Seeing inconsistent behaviors with register_forward_hook with pretrained networks

bigharryox · April 2, 2020, 10:22pm

I have been looking at adding layer output visualizations to my models and have been working through doing this on pretrained networks modeled after some approaches i found online.

That said, i found that some of the pretrained Conv2D layers are outputting an activation of 0 when running a random image through and while expermenting with why, i found that i would get inconsistent outputs depending on which layers I activated.

class HookedLayerRunner():
    def __init__(self, model, selected_layer):
        self.model = model
        self.selected_layer = selected_layer
        self.layer_output = None

    def hook_layer(self):
        def hook_function(module, grad_in, grad_out):
            self.layer_output = grad_out[0]
        self.model[self.selected_layer].register_forward_hook(hook_function)

    def process(self, img):
        self.hook_layer()
        processed_image = process_image(img, device)
        self.model(processed_image)

And the code exercising the apparent bug.

filt = 10
model = models.vgg16(pretrained=True)
img = np.uint8(np.random.uniform(150, 180, (100, 100, 3)))/255.0 - 0.5
act = HookedLayerRunner(model.features, 0)
act.process(img)
print(act.layer_output[filt].mean())

t = process_image(img, device)
conv = model.features[0]
res = conv(t)
print(act.layer_output[filt].mean())

conv = nn.Sequential(model.features[0], model.features[1])
res = conv(t)
print(act.layer_output[filt].mean())

and the results, showing inconsistency depending on whether the model runs layer one in a nn.Sequential layer (as is done in the vgg16 pretrained model) or the conv2d layer is run as a singleton.

tensor(0.7511, grad_fn=<MeanBackward0>)
tensor(0.7456, grad_fn=<MeanBackward0>)
tensor(0.7511, grad_fn=<MeanBackward0>)

Any thoughts on what’s up in this? Am i just using the hook incorrectly, or is there a behavior to hooking the forward output which is dependent on the subsequent layers (a Relu in this case)?

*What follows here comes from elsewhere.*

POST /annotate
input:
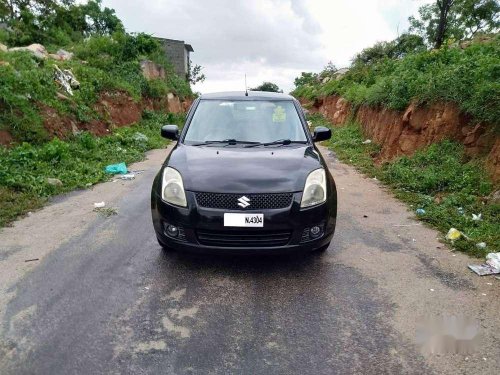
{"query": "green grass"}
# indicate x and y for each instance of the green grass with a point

bigharryox · April 3, 2020, 8:13am

Tried with different layer combinations and found some interesting differences. The issue seems to arise only when the following layer in the sequential is a ReLU. Output from different models being run:

Whole Model 0.7501
Sequential(Conv2D) 0.7446
Sequential(Conv2D, ReLU) 0.7501
Manual sequential1 (Conv2D, ReLU) 0.7446
Manual sequential2 (Conv2D, ReLU) 0.7501
Sequential(Conv2D, Conv2D, ReLU) 0.7446

I can’t figure out how putting a Relu after the convolution would change the output of the convolution from the hook. Even manually running the sequence of layers seems to exercise the issue…